Down the years there has always been an ease between Patricia and Malachy that’s hard for others to slip between. It’s as if they have an invisible rope that binds them and no one can get beyond it, not even me. Their attachment didn’t bother me overly much before, but I’m the woman of the house now and I won’t have Patricia sharing soft looks with my husband. Mrs Cahill from down the way – who has watched out for us since Mammy passed – told me I need to announce myself. So I rise now and step away from the table; I place Patricia’s old cushion onto the settle by the wall and I sit into Mammy’s chair by the fire. I see my sister get up from the table and pause, but then she begins to clear the dishes. I put my feet near the glow of turf and watch her.
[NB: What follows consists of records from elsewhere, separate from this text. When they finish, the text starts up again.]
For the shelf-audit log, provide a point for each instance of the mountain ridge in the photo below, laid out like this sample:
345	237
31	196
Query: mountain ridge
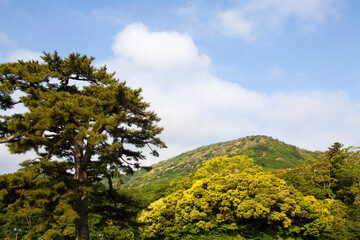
267	152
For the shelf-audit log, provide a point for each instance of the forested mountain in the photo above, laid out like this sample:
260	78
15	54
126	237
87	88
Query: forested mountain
266	152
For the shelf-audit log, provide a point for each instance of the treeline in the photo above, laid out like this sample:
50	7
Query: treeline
228	198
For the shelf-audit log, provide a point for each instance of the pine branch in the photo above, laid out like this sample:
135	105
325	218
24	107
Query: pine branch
9	138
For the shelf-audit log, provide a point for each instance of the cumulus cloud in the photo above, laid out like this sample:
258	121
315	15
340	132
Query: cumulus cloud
198	108
161	50
256	17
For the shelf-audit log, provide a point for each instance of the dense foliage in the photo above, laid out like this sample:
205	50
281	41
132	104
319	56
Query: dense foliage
266	152
79	114
232	197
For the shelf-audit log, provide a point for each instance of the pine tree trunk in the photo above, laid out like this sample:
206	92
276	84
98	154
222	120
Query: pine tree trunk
81	206
81	223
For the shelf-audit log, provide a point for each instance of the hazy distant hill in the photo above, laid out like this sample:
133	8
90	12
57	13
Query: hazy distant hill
266	151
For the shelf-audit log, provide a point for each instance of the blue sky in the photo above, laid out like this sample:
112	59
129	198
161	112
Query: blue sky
213	70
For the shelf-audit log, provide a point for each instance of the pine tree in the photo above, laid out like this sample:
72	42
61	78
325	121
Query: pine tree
80	115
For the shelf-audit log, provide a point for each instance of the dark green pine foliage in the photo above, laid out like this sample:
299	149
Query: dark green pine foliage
78	114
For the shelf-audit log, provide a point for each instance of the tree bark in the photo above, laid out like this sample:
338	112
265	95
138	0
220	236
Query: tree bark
81	206
81	223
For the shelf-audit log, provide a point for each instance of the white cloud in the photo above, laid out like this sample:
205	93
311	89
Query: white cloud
234	23
24	55
161	50
197	108
257	17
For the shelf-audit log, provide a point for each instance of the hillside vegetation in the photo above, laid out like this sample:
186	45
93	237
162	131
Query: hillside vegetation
267	152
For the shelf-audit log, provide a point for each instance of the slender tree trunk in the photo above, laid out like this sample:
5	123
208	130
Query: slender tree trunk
81	223
81	206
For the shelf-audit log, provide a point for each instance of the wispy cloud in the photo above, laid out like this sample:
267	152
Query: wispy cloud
198	108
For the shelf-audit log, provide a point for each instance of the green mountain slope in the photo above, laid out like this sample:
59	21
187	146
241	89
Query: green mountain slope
266	152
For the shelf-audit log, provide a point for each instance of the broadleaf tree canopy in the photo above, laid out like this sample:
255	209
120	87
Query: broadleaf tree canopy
79	114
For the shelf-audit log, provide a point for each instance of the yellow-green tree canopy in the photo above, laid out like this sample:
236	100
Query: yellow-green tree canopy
232	197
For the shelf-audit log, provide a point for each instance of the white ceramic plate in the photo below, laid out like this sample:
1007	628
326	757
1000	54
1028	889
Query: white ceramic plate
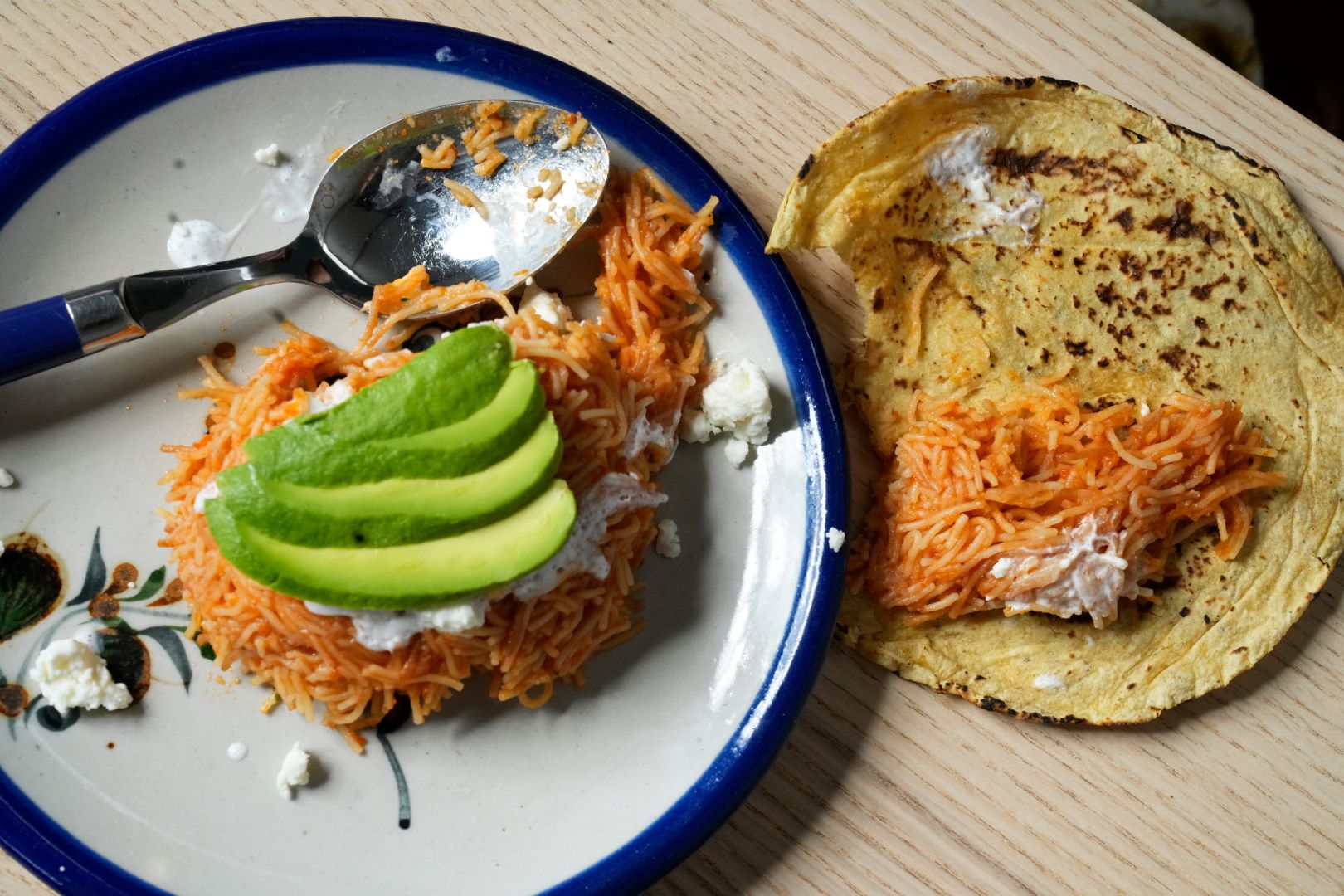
604	787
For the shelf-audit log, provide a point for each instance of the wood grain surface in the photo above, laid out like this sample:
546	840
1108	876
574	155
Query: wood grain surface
886	786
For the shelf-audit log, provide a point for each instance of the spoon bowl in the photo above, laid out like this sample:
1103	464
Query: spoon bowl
377	212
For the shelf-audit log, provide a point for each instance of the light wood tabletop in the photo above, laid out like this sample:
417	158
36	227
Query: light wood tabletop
886	786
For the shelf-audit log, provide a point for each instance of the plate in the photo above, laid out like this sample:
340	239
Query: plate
605	787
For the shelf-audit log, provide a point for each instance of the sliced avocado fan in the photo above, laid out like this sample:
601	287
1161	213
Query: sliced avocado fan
425	488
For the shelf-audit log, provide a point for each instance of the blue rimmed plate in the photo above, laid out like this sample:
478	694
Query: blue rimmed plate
605	787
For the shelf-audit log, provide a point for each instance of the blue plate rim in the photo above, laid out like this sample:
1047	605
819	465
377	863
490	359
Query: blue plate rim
66	864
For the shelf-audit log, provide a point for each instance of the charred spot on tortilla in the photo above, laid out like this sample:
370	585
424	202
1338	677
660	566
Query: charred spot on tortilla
1191	277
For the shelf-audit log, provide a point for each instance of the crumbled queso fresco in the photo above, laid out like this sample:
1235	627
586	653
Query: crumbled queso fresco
268	155
71	676
293	772
1047	683
668	543
738	403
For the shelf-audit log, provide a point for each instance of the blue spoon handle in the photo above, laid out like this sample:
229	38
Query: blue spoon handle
37	336
62	328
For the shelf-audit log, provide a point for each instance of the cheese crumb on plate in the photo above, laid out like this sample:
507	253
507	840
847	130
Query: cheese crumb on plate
668	543
71	676
293	772
268	155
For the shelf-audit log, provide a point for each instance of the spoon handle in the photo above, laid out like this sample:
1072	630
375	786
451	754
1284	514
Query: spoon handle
50	332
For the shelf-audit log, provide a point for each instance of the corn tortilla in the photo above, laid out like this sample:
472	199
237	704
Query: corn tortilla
1074	232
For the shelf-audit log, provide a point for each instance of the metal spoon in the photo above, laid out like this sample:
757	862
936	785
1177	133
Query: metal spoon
375	215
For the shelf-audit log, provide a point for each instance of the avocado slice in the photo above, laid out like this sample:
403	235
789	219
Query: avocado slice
403	577
464	446
474	363
392	511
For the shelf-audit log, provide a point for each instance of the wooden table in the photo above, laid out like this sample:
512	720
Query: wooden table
886	786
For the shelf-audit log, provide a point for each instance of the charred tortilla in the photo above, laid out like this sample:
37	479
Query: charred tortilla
1074	232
There’s not much to Patricia: she’s broad of face and of hip, with a solid, simple nature. Patricia was Mammy’s firstborn and I’m the scraping of the same bag. She and Malachy are the one age. Still, it was always going to be me that he would marry, despite the ten years between us. I have black hair to my waist and a slender frame and, from a girl, Mammy meant me for wedlock. Not with a farmer but, with half the men gone to France to fight the Kaiser, Malachy does me grand. I know him, it seems, all my life and isn’t there comfort in that?The bedroom is aired and dusk-bright, the sun doesn’t slide beneath the low field until after eleven these nights. Patricia has left a jug with grasses and butter-eyed daisies on the chest of drawers and I pull at the petals, too hastily perhaps, for I end on he-loves-me-not. I’m beginning on another flower when Malachy comes in; I drop the daisy and sit on the edge of the big bed, my heart a-wallop behind my ribcage. He doesn’t look at me but takes off his shirt and trousers, folds them and sets them on the chair. Malachy turns to me in his undershirt and nothing else.
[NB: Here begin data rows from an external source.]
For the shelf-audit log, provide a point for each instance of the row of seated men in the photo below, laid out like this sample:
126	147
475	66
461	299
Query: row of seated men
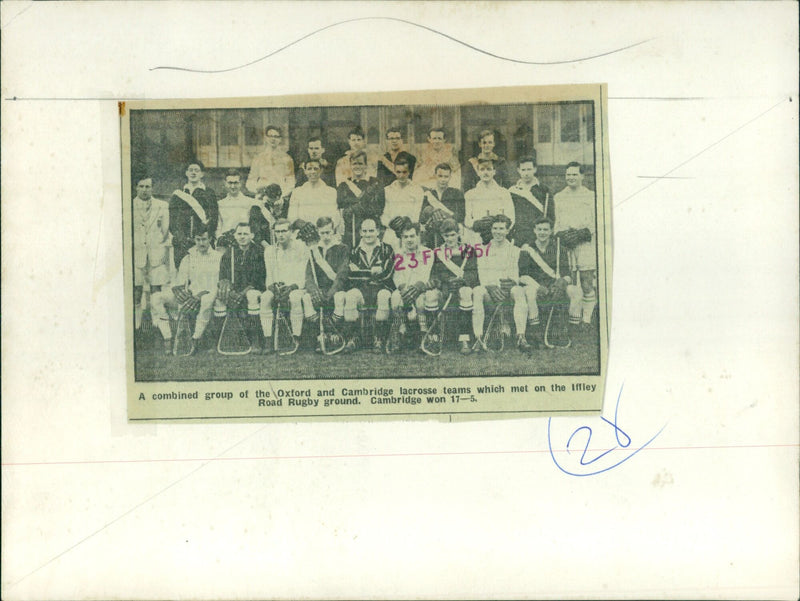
305	267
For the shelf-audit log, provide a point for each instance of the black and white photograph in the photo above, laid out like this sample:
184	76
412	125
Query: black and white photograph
404	237
364	241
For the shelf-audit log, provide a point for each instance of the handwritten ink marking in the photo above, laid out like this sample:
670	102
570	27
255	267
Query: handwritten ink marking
622	438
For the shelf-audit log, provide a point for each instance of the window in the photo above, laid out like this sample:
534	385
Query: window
570	123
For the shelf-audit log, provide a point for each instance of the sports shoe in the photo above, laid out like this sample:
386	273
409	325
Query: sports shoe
523	345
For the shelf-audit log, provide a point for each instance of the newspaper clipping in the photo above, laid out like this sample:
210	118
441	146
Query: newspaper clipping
397	255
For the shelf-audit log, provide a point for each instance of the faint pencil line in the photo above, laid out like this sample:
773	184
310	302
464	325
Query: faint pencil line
407	22
707	148
134	508
375	455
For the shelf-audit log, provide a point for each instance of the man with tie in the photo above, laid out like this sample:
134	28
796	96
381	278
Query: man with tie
190	206
151	264
359	198
387	162
532	200
273	165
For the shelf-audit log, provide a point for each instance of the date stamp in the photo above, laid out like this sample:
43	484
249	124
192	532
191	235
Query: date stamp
409	260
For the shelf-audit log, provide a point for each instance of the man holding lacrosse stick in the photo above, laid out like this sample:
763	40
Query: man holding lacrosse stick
151	245
324	279
441	200
358	198
455	271
545	271
369	284
241	282
188	208
412	280
286	262
498	274
195	292
575	225
268	208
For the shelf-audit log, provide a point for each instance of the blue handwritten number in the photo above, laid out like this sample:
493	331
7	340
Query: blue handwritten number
618	432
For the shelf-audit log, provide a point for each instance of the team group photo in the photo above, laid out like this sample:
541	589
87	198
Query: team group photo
364	242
‘You look lovely, Kitty,’ he says, the words rasping up from his throat, and I run my hands over the white chemise that Patricia helped me to sew. I open my arms to him and he comes.All day I hold our first night to me, the strange, glittering secret of it, the pain and the push of it. I had expected kissing, but Malachy kept his head to the pillow, the better to muffle his pants and cries, I suppose. But his touch was gentle and reverent, a soft cajolery into the darkest, silken parts of me. There was a certain violence in the act itself, to be sure, but there was also love; I could feel that it was love, I know for sure it was that.
I sit in my fireside chair and watch Patricia lift the kettle – she has the bread made already – and I feel a bit triumphant that I have done something she will never do. I’ve known a man and she won’t ever be able to say that. My skin seems to burn and bloom today, but still I crave more heat.
‘I’ll have my breakfast here by the hearth,’ I say, and I remember that Mammy often took her meals in this chair, away from us at the table, and I’m glad I took the notion.
‘As you wish, Kit,’ Patricia says, but she doesn’t smile at me or acknowledge that I’m a woman now and a tiny part of me wants to pinch her for spite.
When I have eaten my porridge, finished my tea and licked jam from my fingers after a toasted farl, I get up.
‘I’m away down the boreen to see Mrs Cahill,’ I announce and, though Patricia looks as if she might want to say something, she doesn’t.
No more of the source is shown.